I think it would have slowed it down to about 500mph :hmm3grin2orange:


----------



## yooper (Aug 24, 2008)

I have an old 1973 Wayne 16 chipper(drum) with a dodge 318 in it. you really have to watch out when throwing short dead pieces of wood in it sometimes they come back a heck of allot faster than any man could throw them. I have been abused a few times by it.


----------



## Eagle1 (Aug 24, 2008)

Just make sure no one bends over when that chipper is throwing wood.......that would REALLY be abuse


----------



## JeffL (Aug 24, 2008)

One day we were pushing some big chunks of willow into our Bandit ermmmm, something XP . Cant recall the model number, will take up to 15" wood. Either way, lots of small bits kicking around the feed wheels, and I kept getting nervous opening those feed wheels all the way up to push those butt pieces into them. Sure enough, what I was nervous of happening happened and had a piece come flying off the knives and hit me square in the stomach. Cut me a bit and left a nice bruise.


----------



## southsoundtree (Sep 16, 2008)

yooper said:


> I have an old 1973 Wayne 16 chipper(drum) with a dodge 318 in it. you really have to watch out when throwing short dead pieces of wood in it sometimes they come back a heck of allot faster than any man could throw them. I have been abused a few times by it.



I've got a hungry wayne 1975. On a guy's first day the end of the branch shot back and got him squarely in the family jewels. 

I told him to feed from the side, that there is protection from the sides of the tray, but nothing like being doubled over in pain from a nutshot will emphasize it better.


----------



## lostcoastland (Sep 21, 2008)

treemandan said:


> ALLRIGHT, ***** TIMBERMCPHERSON, what in God's name are you doing with that thing?
> I am sure it hurt and a NG situation BUT seriously watch that kinda stuff. You got a pic of this graveley?





*****????


----------



## woodchop (Sep 21, 2008)

lostcoastland said:


> *****????



Australians, black or white, do not on the whole have the same sensitivity to the word as Americans, at least when it is used in a lighthearted, non-derogatory fashion among established groups of friends. It would not be acceptable to use the term to a stranger or casual acquaintance. The relaxed attitude is mainly because there was no direct slave trading or slave use in Australia per se[citation needed], as the country was built on the exploitation of European convict labour. The mistreatment, and genocide, of the indigenous people is generally covered under the term of "racial abuse" rather than "slavery"; however, the increasing use of American vernacular has sensitised conservative Australia to its use.

They must be friends.


----------



## TimberMcPherson (Sep 22, 2008)

Aussies and NZers are sworn enemies, our two countries have been in a state of war for years due to an attempt to control the kangaroo resource. 

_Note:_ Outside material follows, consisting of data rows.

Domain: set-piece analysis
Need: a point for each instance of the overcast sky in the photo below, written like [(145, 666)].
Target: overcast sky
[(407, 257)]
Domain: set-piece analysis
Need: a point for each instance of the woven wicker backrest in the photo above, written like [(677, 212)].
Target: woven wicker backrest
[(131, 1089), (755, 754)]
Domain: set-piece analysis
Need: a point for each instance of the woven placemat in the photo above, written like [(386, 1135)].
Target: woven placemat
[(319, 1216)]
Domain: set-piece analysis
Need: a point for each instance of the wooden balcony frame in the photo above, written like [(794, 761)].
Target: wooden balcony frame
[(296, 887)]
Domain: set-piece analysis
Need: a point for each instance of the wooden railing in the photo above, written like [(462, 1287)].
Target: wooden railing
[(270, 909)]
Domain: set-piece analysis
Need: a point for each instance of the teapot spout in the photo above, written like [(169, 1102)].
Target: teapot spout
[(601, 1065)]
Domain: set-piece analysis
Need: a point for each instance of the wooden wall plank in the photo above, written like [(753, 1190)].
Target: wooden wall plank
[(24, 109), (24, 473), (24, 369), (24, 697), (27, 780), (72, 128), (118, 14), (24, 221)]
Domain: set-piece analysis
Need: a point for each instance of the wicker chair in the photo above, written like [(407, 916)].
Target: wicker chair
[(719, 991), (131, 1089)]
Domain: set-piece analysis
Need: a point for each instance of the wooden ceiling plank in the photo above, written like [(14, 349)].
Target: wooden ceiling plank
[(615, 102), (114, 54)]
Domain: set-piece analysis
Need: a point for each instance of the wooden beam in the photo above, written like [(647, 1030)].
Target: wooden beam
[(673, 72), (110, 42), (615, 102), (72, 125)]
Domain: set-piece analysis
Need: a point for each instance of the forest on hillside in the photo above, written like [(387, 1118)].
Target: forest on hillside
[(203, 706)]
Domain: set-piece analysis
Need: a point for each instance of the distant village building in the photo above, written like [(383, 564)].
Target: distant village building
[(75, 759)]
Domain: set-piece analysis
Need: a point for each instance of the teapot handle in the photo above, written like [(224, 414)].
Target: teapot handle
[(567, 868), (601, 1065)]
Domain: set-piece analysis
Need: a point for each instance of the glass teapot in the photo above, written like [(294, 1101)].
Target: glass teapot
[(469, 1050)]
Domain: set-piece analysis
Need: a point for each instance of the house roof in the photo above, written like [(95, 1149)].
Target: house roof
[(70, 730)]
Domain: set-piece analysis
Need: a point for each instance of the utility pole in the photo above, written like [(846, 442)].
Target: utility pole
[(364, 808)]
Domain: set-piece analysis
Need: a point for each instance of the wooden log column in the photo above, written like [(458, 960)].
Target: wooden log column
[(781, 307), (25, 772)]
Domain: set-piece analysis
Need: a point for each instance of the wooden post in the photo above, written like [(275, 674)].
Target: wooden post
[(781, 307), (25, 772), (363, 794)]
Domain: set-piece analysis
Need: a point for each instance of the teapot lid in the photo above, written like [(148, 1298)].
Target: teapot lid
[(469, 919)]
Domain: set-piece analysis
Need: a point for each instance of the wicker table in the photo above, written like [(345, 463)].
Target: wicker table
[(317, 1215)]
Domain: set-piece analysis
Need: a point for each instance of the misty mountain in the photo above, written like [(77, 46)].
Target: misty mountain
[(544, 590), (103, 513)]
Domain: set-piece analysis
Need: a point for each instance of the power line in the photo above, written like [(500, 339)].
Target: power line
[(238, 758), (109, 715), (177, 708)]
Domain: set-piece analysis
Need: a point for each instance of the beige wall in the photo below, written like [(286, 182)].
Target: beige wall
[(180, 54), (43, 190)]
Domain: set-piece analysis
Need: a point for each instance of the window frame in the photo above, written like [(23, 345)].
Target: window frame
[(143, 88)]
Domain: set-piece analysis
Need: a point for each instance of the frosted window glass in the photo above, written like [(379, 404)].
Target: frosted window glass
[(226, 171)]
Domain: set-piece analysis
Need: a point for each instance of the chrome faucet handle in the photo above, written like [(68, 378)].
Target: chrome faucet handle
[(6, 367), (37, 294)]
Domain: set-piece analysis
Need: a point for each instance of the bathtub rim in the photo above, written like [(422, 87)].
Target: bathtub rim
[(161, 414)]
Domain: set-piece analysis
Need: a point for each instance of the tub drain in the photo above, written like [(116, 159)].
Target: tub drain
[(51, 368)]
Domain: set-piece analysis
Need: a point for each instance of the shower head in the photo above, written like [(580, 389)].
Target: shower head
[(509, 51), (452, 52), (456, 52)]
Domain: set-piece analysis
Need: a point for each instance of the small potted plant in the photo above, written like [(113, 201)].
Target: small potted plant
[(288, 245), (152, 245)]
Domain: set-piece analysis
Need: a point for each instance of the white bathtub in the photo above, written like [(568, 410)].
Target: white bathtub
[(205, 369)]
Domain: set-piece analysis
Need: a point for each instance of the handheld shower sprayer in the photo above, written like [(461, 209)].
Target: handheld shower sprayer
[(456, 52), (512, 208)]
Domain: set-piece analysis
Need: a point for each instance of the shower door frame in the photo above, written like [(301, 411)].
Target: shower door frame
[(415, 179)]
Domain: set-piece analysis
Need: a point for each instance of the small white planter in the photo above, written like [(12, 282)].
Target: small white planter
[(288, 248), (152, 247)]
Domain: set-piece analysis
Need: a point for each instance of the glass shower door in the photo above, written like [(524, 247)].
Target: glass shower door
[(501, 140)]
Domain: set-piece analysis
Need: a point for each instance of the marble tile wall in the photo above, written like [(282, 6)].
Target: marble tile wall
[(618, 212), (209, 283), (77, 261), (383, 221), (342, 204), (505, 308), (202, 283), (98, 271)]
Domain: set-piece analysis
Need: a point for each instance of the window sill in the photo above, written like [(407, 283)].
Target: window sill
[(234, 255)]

The problem is that during the peace talks where we carefully distributed the kangaroos between the nations for use for transportation, food, entertainment and as tourist drawcards, the kangaroos kept leaping between the countries, destroying an agreed to balance and which which resulted in a long and bloody conflict.

If ekka or aussie and I were face to face we could be charged with treason if we didnt try to kill each other or steal the others kangaroos

The sad thing is that over a third of americans I told that to when I llived in the US believed me, and NZ has no kangaroos.

Oh, ***** is offensive here unless your a ***** calling another ***** a *****, then for some reason its supposed to be fine. I have no problem being called that at all, but dont call me an aussie, or its war.


----------



## Jlarnard (Sep 23, 2008)

I did a 1 &3/4 tuck running jack pine through a 14"whisper. We dicovered that if we fed them backwards it would take them clean through with no kickback. They were 20 to 30 foot beanpoles. Well I turned my back and it got me right under the hard hat. Partner said I did 1.75 rotations head over heels, before hitting the ground. I don't recall a thing until much later. my short term memory has been crap since.


----------



## (WLL) (Sep 24, 2008)

TimberMcPherson said:


> Aussies and NZers are sworn enemies, our two countries have been in a state of war for years due to an attempt to control the kangaroo resource.
> 
> The problem is that during the peace talks where we carefully distributed the kangaroos between the nations for use for transportation, food, entertainment and as tourist drawcards, the kangaroos kept leaping between the countries, destroying an agreed to balance and which which resulted in a long and bloody conflict.
> 
> ...


lmao


----------



## (WLL) (Sep 24, 2008)

(WLL) said:


> lmao


 the whisper chippers should be outlawed. back in the day we used a Big Jack whisper and she could/wood spit em back out good enough ta kill a large horse:jawdrop: i can remember a crew member or two lobbing in large firewood chunks and just watch the chit fly. im not a boss and i dont like to tell people what to do but when i see people doing something stupid or dangerous i find myself saying things like its all fun n games till someone gets hurt or its all fun n games until i flip the f out! be safe people


----------